Wilma – heimwee
In het Reformatorisch Dagblad, de rubriek RDPlus, stond op vrijdag 10 april 1992 een interview door drs. P.J. Vergunst met biograaf Niek van der Heide met als titel ‘Het bittere raadsel van de schepping’ en als ondertitel ‘Biograaf Niek van der Heide: Wilma heeft dat heimwee gevoeld, kijkend naar de horizon, boven de Veluwse heuvels’.

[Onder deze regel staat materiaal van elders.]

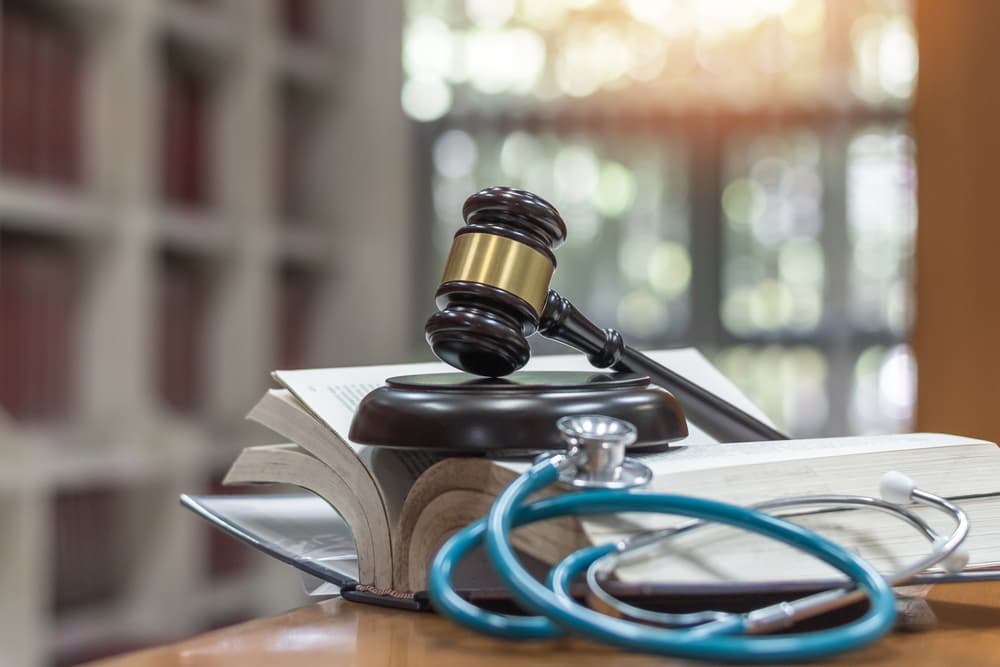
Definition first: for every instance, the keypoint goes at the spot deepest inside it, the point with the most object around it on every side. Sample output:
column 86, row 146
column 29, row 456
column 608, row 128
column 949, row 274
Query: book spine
column 15, row 102
column 295, row 318
column 298, row 17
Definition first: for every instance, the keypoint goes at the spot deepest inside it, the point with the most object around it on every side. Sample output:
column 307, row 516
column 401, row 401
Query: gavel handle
column 561, row 321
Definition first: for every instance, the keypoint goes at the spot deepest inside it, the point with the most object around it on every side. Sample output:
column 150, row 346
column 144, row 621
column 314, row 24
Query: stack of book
column 40, row 103
column 388, row 510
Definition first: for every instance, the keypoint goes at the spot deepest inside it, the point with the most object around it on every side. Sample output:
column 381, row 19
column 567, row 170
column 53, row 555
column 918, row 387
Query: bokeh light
column 664, row 53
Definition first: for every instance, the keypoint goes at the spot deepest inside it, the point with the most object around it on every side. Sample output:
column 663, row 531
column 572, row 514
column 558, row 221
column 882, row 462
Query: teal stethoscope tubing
column 717, row 640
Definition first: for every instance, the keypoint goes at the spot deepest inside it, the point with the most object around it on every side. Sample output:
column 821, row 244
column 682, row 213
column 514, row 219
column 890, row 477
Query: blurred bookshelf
column 737, row 176
column 174, row 224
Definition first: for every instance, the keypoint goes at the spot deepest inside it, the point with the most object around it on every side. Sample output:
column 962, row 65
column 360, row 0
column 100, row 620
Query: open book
column 400, row 505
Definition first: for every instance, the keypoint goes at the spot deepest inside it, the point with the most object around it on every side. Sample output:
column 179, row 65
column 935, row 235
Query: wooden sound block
column 464, row 413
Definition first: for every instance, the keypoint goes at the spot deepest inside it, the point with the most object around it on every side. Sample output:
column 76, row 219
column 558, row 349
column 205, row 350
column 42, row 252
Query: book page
column 332, row 395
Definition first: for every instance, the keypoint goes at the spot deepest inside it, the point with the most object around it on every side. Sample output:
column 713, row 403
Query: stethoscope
column 595, row 462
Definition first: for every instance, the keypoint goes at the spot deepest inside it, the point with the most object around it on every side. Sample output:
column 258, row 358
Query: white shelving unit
column 120, row 433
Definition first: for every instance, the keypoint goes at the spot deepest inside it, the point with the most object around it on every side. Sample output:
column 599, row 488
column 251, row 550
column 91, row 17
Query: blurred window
column 735, row 175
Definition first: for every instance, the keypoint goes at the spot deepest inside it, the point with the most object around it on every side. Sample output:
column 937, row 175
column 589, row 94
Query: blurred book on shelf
column 185, row 137
column 38, row 309
column 182, row 316
column 41, row 106
column 295, row 316
column 90, row 565
column 298, row 18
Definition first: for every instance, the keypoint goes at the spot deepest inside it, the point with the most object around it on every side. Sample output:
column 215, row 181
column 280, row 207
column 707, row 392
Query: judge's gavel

Ik vond het artikel in het boek ‘Moeder Stieneke’:
Reeds in zijn kweekschooltijd las Niek van der Heide de roman ‘De lichte nacht’ van Wilma en viel het hem op ‘dat zij anders was dan de bekende protestants-christelijke schrijvers’. Ruim veertig jaar later – een kwart eeuw na het overlijden van de schrijfster – komt zijn biografie over Wilma uit: ‘Mijn voeten hebben Zijn spoor gevolgd”. Al is hij te nuchter voor typeringen als ‘heilige van Beekbergen’ of ‘kluizenaarster van de Beumshutte’, hij voelt zich wel verbonden met Wilma’s gerdachtengoed: ‘Steeds meer ging zij geloven in de levensvernieuwende kracht van Christus voor lichaam en ziel. En: Wie Wilma opzocht, kwam als een beter mens weer thuis.’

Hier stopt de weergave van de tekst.